Neural Architecture Search (NAS), aiming at automatically designing network architectures by machines, is hoped and expected to bring about a new revolution in machine learning. Despite these high expectation, the effectiveness and efficiency of existing NAS solutions are unclear, with some recent works going so far as to suggest that many existing NAS solutions are no better than random architecture selection. The inefficiency of NAS solutions may be attributed to inaccurate architecture evaluation. Specifically, to speed up NAS, recent works have proposed under-training different candidate architectures in a large search space concurrently by using shared network parameters; however, this has resulted in incorrect architecture ratings and furthered the ineffectiveness of NAS. In this work, we propose to modularize the large search space of NAS into blocks to ensure that the potential candidate architectures are fully trained; this reduces the representation shift caused by the shared parameters and leads to the correct rating of the candidates. Thanks to the block-wise search, we can also evaluate all of the candidate architectures within a block.
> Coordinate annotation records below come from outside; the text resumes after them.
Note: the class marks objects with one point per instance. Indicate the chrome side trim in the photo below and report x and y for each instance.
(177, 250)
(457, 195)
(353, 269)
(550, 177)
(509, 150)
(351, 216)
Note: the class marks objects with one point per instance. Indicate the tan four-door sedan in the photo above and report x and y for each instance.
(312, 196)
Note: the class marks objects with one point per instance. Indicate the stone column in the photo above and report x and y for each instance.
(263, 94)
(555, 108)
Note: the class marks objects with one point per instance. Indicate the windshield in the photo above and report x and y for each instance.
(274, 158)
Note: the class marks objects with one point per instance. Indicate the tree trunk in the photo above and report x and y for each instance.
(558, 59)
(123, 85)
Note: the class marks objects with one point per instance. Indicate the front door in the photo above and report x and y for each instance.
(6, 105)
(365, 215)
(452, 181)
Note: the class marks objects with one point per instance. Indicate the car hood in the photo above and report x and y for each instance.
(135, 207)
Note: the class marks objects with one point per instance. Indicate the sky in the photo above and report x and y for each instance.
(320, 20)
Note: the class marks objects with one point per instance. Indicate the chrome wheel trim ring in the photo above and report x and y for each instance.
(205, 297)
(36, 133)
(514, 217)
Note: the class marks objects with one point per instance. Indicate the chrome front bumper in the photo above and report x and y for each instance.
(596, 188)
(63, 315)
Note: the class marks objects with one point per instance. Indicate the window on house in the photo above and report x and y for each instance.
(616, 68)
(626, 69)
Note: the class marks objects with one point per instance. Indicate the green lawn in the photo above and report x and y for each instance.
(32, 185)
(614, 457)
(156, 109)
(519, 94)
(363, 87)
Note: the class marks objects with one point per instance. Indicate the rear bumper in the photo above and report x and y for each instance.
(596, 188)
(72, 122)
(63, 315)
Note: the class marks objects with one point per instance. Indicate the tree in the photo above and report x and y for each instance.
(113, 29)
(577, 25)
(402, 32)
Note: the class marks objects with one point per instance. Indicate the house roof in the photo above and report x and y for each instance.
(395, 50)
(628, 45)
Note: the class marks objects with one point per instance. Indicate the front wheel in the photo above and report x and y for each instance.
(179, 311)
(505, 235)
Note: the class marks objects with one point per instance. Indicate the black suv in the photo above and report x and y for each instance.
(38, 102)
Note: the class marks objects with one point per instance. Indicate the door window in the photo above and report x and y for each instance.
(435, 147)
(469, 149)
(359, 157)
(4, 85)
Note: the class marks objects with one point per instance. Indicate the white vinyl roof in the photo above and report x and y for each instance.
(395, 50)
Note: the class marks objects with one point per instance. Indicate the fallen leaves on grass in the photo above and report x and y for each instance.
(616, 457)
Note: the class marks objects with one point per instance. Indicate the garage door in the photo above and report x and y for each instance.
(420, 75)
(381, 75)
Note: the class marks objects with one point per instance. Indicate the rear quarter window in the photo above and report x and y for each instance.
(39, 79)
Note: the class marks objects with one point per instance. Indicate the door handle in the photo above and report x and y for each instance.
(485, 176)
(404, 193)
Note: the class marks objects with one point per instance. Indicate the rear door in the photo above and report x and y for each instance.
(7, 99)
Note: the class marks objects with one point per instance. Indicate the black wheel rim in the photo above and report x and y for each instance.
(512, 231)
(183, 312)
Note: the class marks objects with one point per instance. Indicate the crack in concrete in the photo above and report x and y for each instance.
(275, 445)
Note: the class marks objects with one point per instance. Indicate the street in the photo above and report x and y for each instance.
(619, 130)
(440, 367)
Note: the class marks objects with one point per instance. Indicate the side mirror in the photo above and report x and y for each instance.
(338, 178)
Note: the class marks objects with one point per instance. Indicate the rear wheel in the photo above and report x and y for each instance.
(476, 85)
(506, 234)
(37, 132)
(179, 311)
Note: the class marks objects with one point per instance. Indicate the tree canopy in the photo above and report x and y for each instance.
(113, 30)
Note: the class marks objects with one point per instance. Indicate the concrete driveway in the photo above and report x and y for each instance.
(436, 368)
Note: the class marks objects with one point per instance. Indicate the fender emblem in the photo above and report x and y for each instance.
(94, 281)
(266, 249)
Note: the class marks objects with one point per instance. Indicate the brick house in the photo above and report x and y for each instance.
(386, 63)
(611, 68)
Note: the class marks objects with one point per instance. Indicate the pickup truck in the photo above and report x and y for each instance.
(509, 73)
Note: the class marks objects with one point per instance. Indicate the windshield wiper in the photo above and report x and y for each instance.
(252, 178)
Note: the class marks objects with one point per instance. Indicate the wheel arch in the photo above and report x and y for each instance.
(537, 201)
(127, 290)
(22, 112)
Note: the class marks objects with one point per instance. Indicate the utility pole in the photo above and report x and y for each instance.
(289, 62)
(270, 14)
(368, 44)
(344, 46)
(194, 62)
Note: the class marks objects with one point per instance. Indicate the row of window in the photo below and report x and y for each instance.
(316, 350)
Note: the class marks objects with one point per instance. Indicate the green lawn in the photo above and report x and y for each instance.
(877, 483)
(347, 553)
Moreover, we find that the knowledge of a network model lies not only in the network parameters but also in the network architecture. Therefore, we propose to distill the neural architecture (DNA) knowledge from a teacher model as the supervision to guide our block-wise architecture search, which significantly improves the effectiveness of NAS. Remarkably, the capacity of our searched architecture has exceeded the teacher model, demonstrating the practicability and scalability of our method. Finally, our method achieves a state-of-the-art 78.4% top-1 accuracy on ImageNet in a mobile setting, which is about a 2.1% gain over EfficientNet-B0. All of our searched models along with the evaluation code are available online.